- It’s a dark time for the telecom industry
- 5G hasn’t provided the ROI that everyone needs
- Layoffs are occurring across the board, and Samsung is the latest vendor to reconfigure who’s doing what
Samsung Electronics is cutting jobs in its network division, shifting about 700 people out of its 4,000-employee network group and into other departments, according to media reports.
The move, made June 17 and reported last week in Business Korea, is in response to the cyclical nature of the global telecom market, which is going though a “5G winter” period that affects the entire industry.
Samsung declined to comment to Fierce on the report.
The slowdown in 5G spending is pretty well understood across the industry as operators shift into lower gear on the 5G deployment front. In the first quarter of 2024, AT&T’s capital expenditures were $3.8 billion compared with $4.3 billion in the year-ago quarter. For the full year 2024, Verizon allocated $17 billion to $17.5 billion in cap ex, down from $23 billion in 2022.
But the down shifting came faster and more pronounced than some expected.
In the U.S., whenever a new generation of wireless technology gets rolled out, there’s typically a period of aggressive rollouts followed by a “chill out” time. In the case of 5G, operators spent a ton of money on spectrum and aside from fixed wireless access (FWA) success stories, they aren’t getting a whole lot of return on investment (ROI) from deploying it.
Indeed, the 5G slowdown has been brutal to Samsung’s Scandinavian rivals as well.
Last year, Nokia started slashing up to 14,000 jobs in an effort to counter challenging market conditions and the slowdown in 5G deployments, especially in North America. Prior to that, Ericsson revealed plans to cut 8,500 jobs, mostly during the second half of 2023 but also into 2024.

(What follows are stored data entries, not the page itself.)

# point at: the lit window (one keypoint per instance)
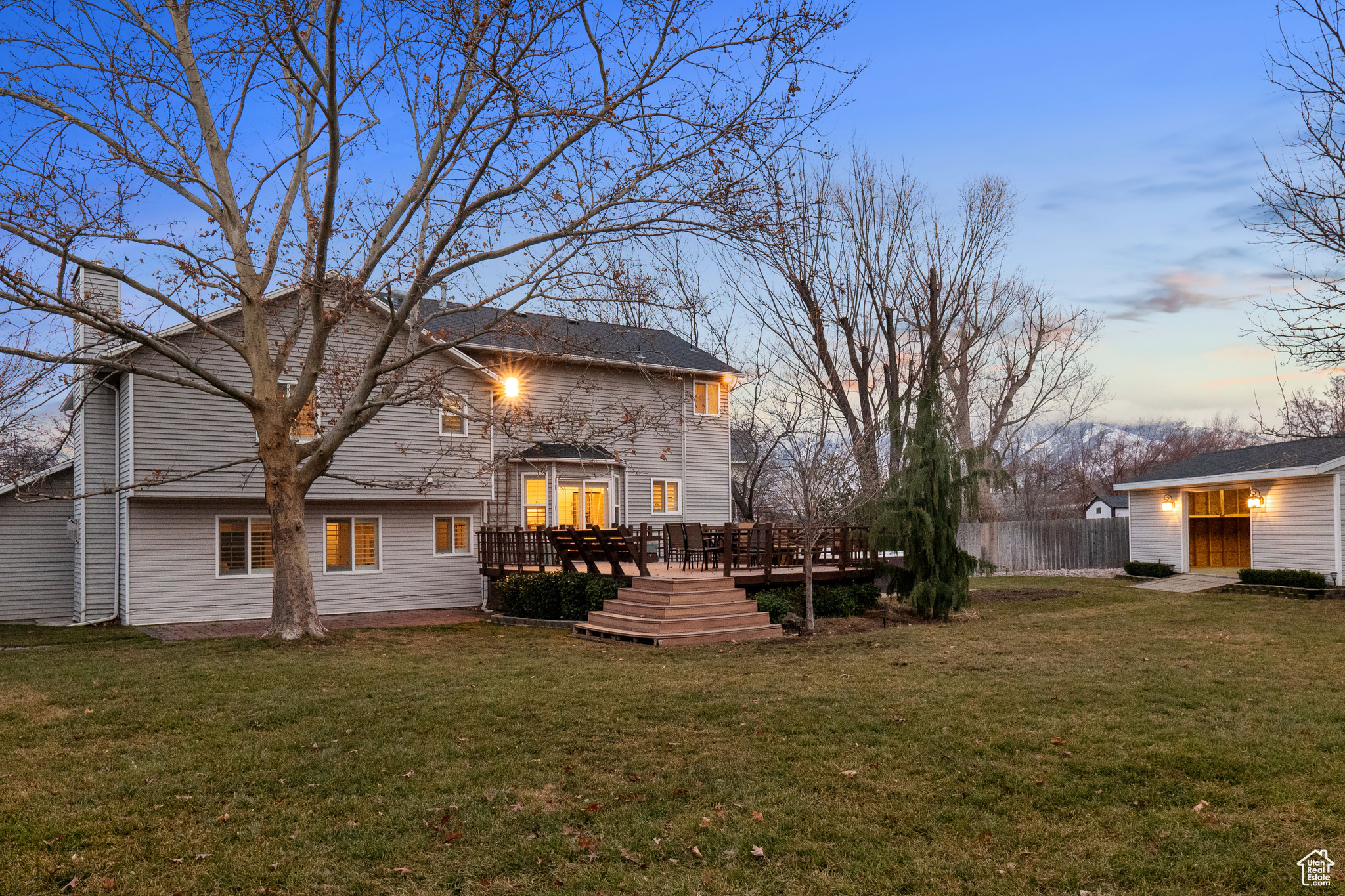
(535, 503)
(707, 398)
(451, 421)
(452, 535)
(244, 545)
(666, 496)
(351, 544)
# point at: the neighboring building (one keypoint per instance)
(1268, 507)
(611, 425)
(1107, 505)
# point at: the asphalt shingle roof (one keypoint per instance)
(562, 452)
(1256, 458)
(553, 335)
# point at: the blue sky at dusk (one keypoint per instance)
(1133, 135)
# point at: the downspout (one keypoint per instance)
(1336, 496)
(682, 409)
(116, 517)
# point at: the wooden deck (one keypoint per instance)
(748, 557)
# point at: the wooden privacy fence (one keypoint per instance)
(1048, 544)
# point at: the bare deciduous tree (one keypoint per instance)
(227, 152)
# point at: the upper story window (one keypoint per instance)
(451, 421)
(535, 501)
(666, 496)
(707, 398)
(244, 545)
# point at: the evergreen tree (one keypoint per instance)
(934, 489)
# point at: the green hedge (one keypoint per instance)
(554, 595)
(827, 601)
(1289, 578)
(1152, 570)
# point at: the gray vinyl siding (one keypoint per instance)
(581, 400)
(1296, 528)
(173, 571)
(1156, 535)
(37, 561)
(179, 430)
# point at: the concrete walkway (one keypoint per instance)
(244, 628)
(1188, 582)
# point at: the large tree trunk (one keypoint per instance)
(294, 606)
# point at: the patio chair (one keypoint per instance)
(698, 547)
(674, 544)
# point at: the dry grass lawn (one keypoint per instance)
(1040, 746)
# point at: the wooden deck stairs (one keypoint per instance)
(665, 612)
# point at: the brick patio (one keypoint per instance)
(245, 628)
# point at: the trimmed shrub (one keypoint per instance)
(554, 595)
(778, 602)
(1152, 570)
(1287, 578)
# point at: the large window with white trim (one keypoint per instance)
(666, 496)
(242, 545)
(535, 501)
(451, 421)
(353, 543)
(452, 535)
(707, 398)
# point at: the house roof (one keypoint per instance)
(563, 452)
(1301, 457)
(568, 337)
(37, 477)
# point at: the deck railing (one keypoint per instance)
(732, 547)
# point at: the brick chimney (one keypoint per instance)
(100, 293)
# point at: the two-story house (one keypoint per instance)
(542, 421)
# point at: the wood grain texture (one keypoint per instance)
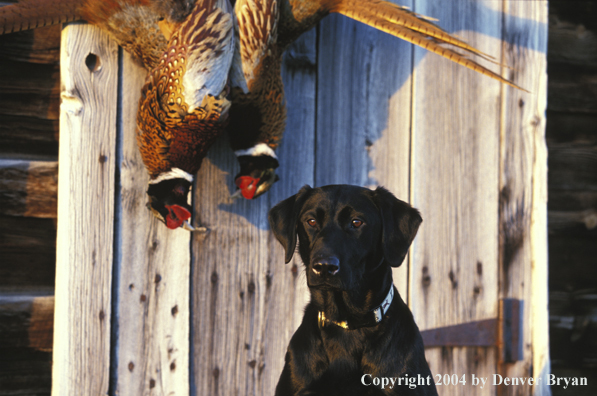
(84, 258)
(28, 188)
(246, 302)
(363, 111)
(455, 186)
(153, 268)
(523, 187)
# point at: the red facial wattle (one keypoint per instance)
(176, 216)
(247, 186)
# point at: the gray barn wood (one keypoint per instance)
(211, 314)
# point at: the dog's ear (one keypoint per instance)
(400, 223)
(283, 218)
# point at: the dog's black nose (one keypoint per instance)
(326, 266)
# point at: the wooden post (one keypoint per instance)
(246, 301)
(523, 187)
(84, 256)
(152, 273)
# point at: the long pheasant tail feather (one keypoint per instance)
(405, 24)
(31, 14)
(375, 12)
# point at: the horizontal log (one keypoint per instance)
(40, 45)
(28, 251)
(24, 371)
(570, 128)
(572, 167)
(571, 43)
(573, 327)
(572, 89)
(28, 137)
(28, 188)
(565, 200)
(572, 259)
(26, 321)
(29, 89)
(564, 220)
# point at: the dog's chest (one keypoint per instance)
(344, 347)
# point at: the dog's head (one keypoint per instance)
(344, 231)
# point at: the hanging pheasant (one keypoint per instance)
(264, 29)
(187, 47)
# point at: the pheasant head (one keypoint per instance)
(183, 108)
(257, 171)
(169, 199)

More broadly, job losses across the tech sector so far this year have almost surpassed 100,000, according to Layoffs.fyi.
5G: It’s an odd number
There’s an old saying in wireless that the odd-numbered generations are failures and the even-numbered generations are successful, but this seems like the worst downturn since the 3G-to-4G transition, Recon Analytics analyst Daryl Schoolar said. That was around the time Nortel Networks collapsed and the original Motorola went out of business.
Part of the problem with 5G is the old chicken-and-egg conundrum, he said. The real benefit for operators is in the 5G standalone (SA) core versus non-standalone (NSA), which is where brownfield operators in the U.S. started.
With the exception of T-Mobile, U.S. operators haven’t invested in the SA core to a great extent, the reason being that there are no killer services to justify it.
“They can’t monetize the network until they have standalone, but they don’t want to invest in standalone until they can monetize it,” he said. “They have to get to standalone first before they’re ever going to change the narrative that they can’t monetize the network.”
And yes, to mix metaphors, it’s not so much of a telecom winter as it is a severe drought.
“We’re in an investment desert right now and I don’t see any oasis on the horizon for a while,” Schoolar concluded.